Sur la pelouse, le XV du poireaux s’échauffe, redoublant les passes et les coups de pied, les écrans géant diffusent les publicités comme d’habitude, puis les l’annonce des compositions d’équipe est annoncée par le speaker et les applaudissements redoublent d’intensité. La fanfare entre sur le terrain pour lancer les hymnes… mais les joueurs de rentrent pas. On attend, on attend… mais ce qui arrive n’est pas ce qui était espéré. Les premiers sms font sonner les téléphones portables, les premiers « désolé… match annulé… ils l’ont dit à la télévision… ». Les télespectateurs étaient donc au courant, toutes les instances du rugby l’étaient aussi, excepté les 80 000 pauvres pèlerins venus braver le froid… pour rien.

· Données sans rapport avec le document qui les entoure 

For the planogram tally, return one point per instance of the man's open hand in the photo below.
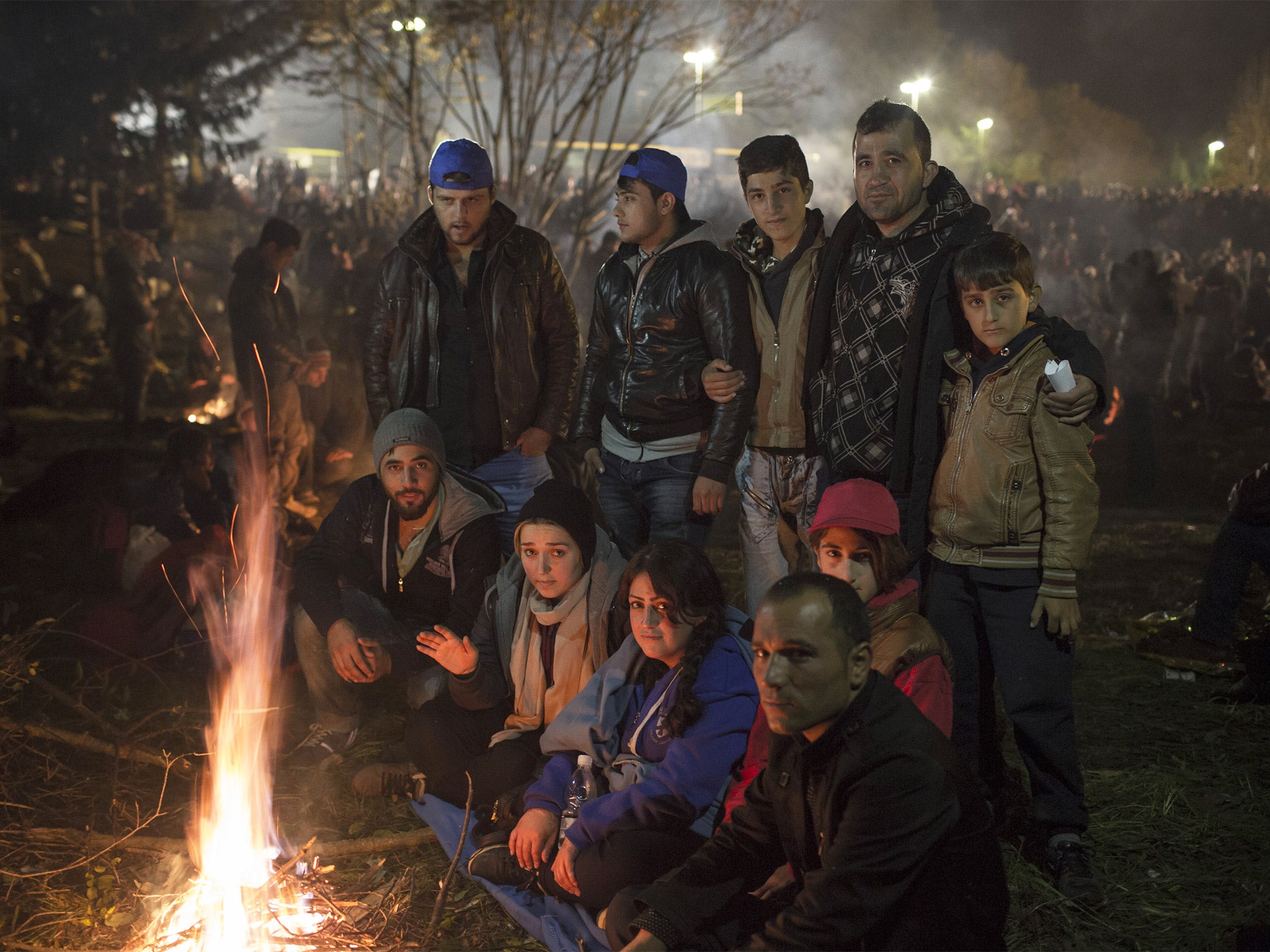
(446, 649)
(350, 658)
(1075, 405)
(1064, 615)
(708, 495)
(721, 381)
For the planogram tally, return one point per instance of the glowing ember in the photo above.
(236, 903)
(1117, 403)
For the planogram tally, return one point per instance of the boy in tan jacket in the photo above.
(1013, 511)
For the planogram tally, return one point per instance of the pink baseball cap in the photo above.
(858, 505)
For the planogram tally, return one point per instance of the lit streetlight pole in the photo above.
(916, 88)
(700, 59)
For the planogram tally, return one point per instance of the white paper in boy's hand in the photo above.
(1061, 376)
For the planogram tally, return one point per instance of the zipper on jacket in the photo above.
(630, 319)
(961, 452)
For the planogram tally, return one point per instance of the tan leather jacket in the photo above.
(1015, 488)
(779, 419)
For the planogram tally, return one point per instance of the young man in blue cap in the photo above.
(474, 325)
(667, 304)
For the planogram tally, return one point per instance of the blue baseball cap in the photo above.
(658, 168)
(460, 155)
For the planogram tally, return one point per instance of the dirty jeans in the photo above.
(779, 495)
(1238, 545)
(651, 500)
(338, 702)
(515, 478)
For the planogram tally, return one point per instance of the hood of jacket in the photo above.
(422, 239)
(696, 230)
(755, 248)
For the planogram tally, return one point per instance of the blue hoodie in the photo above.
(690, 771)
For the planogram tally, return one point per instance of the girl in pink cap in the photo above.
(855, 536)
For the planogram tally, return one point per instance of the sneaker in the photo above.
(497, 865)
(321, 746)
(1068, 866)
(389, 781)
(296, 507)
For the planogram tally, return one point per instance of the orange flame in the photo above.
(1117, 403)
(236, 902)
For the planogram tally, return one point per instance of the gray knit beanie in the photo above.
(408, 426)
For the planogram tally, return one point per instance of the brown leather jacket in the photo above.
(901, 638)
(1015, 488)
(530, 320)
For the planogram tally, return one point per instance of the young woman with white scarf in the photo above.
(544, 628)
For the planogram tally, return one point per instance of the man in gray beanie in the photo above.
(406, 549)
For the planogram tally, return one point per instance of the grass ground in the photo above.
(1179, 787)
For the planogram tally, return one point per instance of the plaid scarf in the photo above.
(856, 394)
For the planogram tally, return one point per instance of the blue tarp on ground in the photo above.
(559, 927)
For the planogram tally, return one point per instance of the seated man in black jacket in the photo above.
(404, 549)
(888, 839)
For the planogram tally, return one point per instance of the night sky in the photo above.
(1169, 65)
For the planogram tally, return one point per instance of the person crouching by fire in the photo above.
(546, 624)
(406, 549)
(888, 839)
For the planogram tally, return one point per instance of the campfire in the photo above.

A l’annonce de la responsable de communication du Comité des VI Nations, tout le monde prend conscience que, non, ce n’est pas une blague… il n’y aura pas de match. Certains pleurent, d’autres hurlent, certains même en restent sans voix. En tous les cas si les membres du Comité des VI Nations n’ont pas osé sortir pour annoncer la décision tant redoutée, peut-être à cause du froid, les voilà habillés pour l’hiver aux vues des noms d’oiseaux dont ils ont été qualifiés. Comment est-ce possible ? Comment peut-on laisser 80 000 personnes entrer dans un stade pour leur annoncer qu’ils sont venus pour rien ? Comment ne pouvait-on pas prévoir qu’il ferait si froid ? Comment un stade comme le Stade de France n’a pas les moyens de pallier à ce genre de situation ? Comment peut-on prendre ainsi des gens pour des imbéciles ?

La faute à qui ?

Les raisons d’une telle débâcle ne sont pas à chercher du côté de France Télévision qui, avait proposé un autre horaire pour la tenue du match. Pas non plus du côté de l’arbitre qui a pris une décision de dernière minute dans l’intérêt des joueurs qui eux-mêmes soulignaient que certains endroits de la pelouse restaient impraticables. Encore moins des joueurs qui sont sortis du tunnel pour faire un tour d’honneur, prenant même en pleine figure des sifflets et des insultes qui ne leur étaient pas destinés. Reste le fameux Comité des VI Nations et la Fédération. Pourtant chacun se renvoie la balle… ironie du sort… Pour le Comité, seule la Fédération hôte peut remettre ou annuler un match, comprendre la FFR, qui, il est vrai a annulé toutes les rencontres de Fédérales pensant peut-être que, quand même au SdF, on avait les moyens techniques que n’ont pas les petits clubs. Quant à la Fédération, elle explique, par l’intervention de Pierre Camou, son président, que « nous ne sommes qu’acteur et pas décisionnaires ». Mais, aussi triste à dire que cela puisse être, il faudra un coupable. Il en faudra un pour tous les provinciaux comme Benoît, venus exprès de Toulouse en voiture : « j’ai fait 7 heures de voitures pour venir voir ce match et faire la fête avec les autres supporters. Heureusement, j’ai des amis sur Paris qui m’ont hébergé mais d’autres ont dû payer l’hôtel, personnellement j’ai des frais de bouches que personne ne me remboursera. Au final, je n’ai pas vu de match et je n’ai pas fait la fête… pour la peine j’ai quand même été boire une Guinness dans un bar irlandais » (Rire).